Beneficial Lawn Insects
Many insects which occur in lawns are beneficial insects. They provide a natural form of control for pest insects or assist in the breakdown of organic matter so nutrients can be returned to the soil.
Some insects are predators, relatively mobile insects that search out prey. Some predatory insects (like the assassin bug) have sucking mouthparts which penetrate the soft body of the victim and suck out the internal fluids, leaving only the outer shell behind. Other predatory insects (like ladybird beetles and ground beetles) have chewing mouthparts and feed on the entire body of the victim. Predators will feed on several victims during their lifetimes.

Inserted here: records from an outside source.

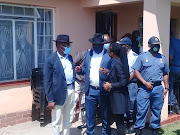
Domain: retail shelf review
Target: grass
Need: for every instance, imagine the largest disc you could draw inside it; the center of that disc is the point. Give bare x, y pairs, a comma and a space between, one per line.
171, 129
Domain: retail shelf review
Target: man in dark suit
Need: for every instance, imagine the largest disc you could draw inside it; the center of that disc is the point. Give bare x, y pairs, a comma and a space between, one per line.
59, 79
96, 60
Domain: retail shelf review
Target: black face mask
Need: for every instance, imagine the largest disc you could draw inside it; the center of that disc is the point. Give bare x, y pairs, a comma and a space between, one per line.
98, 49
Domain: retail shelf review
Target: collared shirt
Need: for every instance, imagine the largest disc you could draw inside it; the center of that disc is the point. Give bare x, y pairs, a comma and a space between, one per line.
151, 68
67, 66
132, 56
175, 52
94, 68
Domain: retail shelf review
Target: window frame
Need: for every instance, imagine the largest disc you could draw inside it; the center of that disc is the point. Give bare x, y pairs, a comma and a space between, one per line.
35, 22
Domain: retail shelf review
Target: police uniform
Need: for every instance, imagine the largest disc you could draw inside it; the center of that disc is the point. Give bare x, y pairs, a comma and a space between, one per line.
151, 69
174, 68
132, 87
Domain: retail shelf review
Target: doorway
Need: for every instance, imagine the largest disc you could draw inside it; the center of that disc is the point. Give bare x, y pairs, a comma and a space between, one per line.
106, 23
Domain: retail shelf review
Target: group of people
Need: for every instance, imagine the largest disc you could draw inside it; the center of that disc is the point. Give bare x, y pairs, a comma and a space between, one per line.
113, 77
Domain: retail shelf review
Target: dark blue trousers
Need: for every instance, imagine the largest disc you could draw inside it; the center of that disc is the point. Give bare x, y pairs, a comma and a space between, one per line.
91, 102
133, 89
154, 100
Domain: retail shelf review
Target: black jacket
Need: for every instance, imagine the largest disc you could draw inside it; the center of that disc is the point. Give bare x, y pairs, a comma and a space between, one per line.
119, 96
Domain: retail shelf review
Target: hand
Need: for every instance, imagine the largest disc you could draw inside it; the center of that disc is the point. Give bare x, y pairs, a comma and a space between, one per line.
164, 93
107, 86
51, 105
78, 68
149, 85
104, 70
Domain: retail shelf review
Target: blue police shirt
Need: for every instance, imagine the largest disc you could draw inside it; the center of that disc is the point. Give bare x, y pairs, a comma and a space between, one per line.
175, 52
151, 68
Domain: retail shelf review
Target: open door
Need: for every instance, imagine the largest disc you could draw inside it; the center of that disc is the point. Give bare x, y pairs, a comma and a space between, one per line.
106, 23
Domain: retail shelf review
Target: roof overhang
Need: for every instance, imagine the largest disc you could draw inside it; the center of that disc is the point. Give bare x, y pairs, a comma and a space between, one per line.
97, 3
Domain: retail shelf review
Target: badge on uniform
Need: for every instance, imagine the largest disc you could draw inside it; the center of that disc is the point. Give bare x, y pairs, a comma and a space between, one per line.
160, 61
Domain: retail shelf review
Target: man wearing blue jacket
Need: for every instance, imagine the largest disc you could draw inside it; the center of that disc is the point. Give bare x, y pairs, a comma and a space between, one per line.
59, 79
96, 65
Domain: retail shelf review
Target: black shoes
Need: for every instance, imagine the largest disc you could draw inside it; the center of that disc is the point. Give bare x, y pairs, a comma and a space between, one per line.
138, 131
155, 132
82, 126
173, 109
176, 109
130, 130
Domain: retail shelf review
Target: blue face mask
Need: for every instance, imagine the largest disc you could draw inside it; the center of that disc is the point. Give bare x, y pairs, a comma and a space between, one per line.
155, 48
106, 45
67, 50
98, 49
138, 39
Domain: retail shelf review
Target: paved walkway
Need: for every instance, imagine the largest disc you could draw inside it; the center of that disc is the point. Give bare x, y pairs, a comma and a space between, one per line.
33, 128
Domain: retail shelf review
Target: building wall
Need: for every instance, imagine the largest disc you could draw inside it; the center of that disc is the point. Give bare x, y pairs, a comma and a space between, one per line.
128, 19
71, 19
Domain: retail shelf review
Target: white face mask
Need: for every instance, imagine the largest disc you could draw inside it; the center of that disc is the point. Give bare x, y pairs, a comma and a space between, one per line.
106, 45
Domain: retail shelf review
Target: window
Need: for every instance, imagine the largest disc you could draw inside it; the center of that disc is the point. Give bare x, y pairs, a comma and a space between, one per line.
44, 35
26, 35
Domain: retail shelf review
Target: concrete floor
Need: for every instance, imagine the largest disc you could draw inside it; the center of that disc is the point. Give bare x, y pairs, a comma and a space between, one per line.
33, 128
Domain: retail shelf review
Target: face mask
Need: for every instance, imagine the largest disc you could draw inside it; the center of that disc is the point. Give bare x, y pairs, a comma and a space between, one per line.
67, 50
98, 49
155, 48
106, 45
138, 39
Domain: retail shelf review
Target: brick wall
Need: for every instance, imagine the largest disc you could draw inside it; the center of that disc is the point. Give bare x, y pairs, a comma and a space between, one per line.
20, 117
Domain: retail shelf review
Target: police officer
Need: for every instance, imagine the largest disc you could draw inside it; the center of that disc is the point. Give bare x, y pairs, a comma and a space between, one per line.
174, 55
132, 87
150, 69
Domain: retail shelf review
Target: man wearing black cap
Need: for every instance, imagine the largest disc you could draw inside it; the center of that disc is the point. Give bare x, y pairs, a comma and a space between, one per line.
151, 69
59, 79
132, 86
96, 65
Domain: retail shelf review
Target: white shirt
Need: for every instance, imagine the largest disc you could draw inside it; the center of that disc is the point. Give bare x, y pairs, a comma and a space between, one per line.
68, 71
132, 56
94, 68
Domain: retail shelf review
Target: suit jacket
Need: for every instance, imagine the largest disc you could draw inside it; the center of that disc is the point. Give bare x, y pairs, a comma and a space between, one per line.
54, 79
79, 60
119, 96
105, 62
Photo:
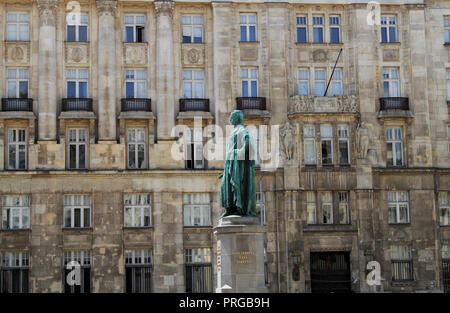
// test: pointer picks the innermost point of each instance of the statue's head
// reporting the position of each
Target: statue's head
(237, 117)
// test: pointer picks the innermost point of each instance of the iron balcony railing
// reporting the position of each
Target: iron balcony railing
(136, 104)
(394, 103)
(77, 104)
(187, 105)
(251, 103)
(17, 104)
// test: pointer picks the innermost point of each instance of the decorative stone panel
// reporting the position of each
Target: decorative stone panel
(193, 54)
(17, 52)
(313, 104)
(77, 53)
(135, 53)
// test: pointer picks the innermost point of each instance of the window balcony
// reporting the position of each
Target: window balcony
(394, 103)
(197, 105)
(251, 103)
(77, 104)
(17, 105)
(136, 104)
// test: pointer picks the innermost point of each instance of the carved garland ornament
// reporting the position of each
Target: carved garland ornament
(47, 12)
(106, 7)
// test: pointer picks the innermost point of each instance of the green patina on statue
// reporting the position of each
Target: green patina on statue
(238, 189)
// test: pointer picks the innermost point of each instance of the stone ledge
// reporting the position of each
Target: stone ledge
(193, 114)
(395, 113)
(17, 115)
(137, 115)
(77, 115)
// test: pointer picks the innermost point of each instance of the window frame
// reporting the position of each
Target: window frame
(247, 25)
(136, 144)
(77, 143)
(17, 80)
(135, 24)
(82, 207)
(397, 203)
(192, 28)
(24, 208)
(141, 207)
(388, 27)
(18, 23)
(16, 144)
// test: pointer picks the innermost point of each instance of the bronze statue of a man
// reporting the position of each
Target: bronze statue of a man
(238, 189)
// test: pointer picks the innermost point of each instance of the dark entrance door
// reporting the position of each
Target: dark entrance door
(330, 272)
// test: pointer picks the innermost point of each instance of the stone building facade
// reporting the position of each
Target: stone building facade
(91, 91)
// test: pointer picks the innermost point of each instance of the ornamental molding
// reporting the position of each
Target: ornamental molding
(164, 8)
(47, 12)
(106, 7)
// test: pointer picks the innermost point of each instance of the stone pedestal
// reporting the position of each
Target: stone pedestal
(240, 255)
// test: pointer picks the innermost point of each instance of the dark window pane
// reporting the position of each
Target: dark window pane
(71, 33)
(82, 33)
(301, 34)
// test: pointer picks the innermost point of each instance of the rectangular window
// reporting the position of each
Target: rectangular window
(336, 83)
(394, 146)
(77, 211)
(320, 82)
(444, 208)
(398, 206)
(137, 210)
(311, 210)
(15, 272)
(17, 81)
(344, 212)
(326, 133)
(198, 270)
(18, 27)
(448, 84)
(248, 27)
(193, 84)
(447, 30)
(77, 27)
(327, 208)
(197, 209)
(136, 148)
(303, 82)
(77, 83)
(401, 260)
(344, 146)
(16, 212)
(138, 271)
(71, 260)
(302, 29)
(192, 28)
(77, 148)
(318, 29)
(335, 29)
(261, 206)
(391, 82)
(135, 83)
(194, 151)
(309, 134)
(134, 28)
(17, 149)
(249, 80)
(388, 29)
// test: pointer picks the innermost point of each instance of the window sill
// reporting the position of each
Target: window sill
(16, 229)
(137, 228)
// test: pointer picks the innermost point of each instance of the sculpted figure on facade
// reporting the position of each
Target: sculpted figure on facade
(288, 132)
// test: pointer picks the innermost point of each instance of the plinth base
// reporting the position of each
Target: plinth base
(240, 255)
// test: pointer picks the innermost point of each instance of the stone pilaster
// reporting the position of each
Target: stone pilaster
(165, 100)
(47, 69)
(106, 69)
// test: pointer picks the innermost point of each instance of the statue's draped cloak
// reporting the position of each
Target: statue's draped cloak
(238, 188)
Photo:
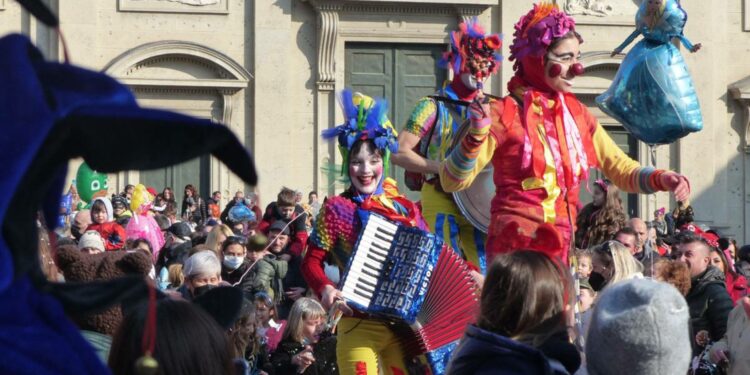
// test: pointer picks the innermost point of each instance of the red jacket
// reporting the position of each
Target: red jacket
(112, 233)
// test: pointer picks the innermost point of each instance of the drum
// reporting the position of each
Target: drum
(474, 202)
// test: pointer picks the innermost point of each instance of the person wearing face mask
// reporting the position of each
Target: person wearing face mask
(542, 141)
(433, 125)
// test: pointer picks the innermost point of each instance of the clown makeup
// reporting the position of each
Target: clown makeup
(366, 169)
(559, 75)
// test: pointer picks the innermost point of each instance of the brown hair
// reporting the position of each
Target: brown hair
(597, 225)
(287, 197)
(524, 297)
(675, 273)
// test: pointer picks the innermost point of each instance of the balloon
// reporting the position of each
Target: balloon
(144, 226)
(90, 183)
(652, 94)
(141, 201)
(240, 213)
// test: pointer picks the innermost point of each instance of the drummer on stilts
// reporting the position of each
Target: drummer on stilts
(432, 128)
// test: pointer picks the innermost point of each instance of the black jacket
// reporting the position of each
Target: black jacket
(324, 352)
(709, 305)
(482, 352)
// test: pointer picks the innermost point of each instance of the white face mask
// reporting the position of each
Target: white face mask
(233, 262)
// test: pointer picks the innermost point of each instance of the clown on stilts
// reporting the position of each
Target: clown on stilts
(432, 128)
(542, 141)
(365, 345)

Some of the more familiar predators which occur naturally in New England lawns include:
Ladybird Beetles (Lady Bugs)
There are several hundred species of ladybird beetles in North America. Both the adult (beetle) and larval stages feed voraciously on aphids, thrips, and other soft-bodied insects. Adult ladybird beetles normally are small, oval shaped, and brightly colored with distinct spots scattered on the wing covers. The larvae usually are dark with bright spots and look rather intimidating.
These may be the most common predators on lawns in New England. The most common species are slightly smaller than Japanese beetles and are generally a shiny bronze, tan, or green color. Both adults and larvae feed on soft-bodied insects and various caterpillars. Ground beetles usually are very quick moving and can “seek and destroy” their prey.
Rove beetles may not be familiar to many people, but they do occur commonly in turfgrass areas. They are somewhat more elongated than other beetles, and the hindwings are not fully expanded. They feed on a variety of soft-bodied insects.
Spiders are surprisingly common and active in turf areas and are very efficient predators. While they are not true insects, many species of spiders are definitely beneficial in the garden or lawn, feeding on a wide range of immature insects and mites.
Some species of ants are carnivorous, and seek out insects and other soft bodied organisms with which to provision the nest. In addition, ant activity often can help in the general breakdown of organic matter and the formation of soil. However, if ant activity becomes excessive, the ants may become a nuisance, especially if turf damage occurs.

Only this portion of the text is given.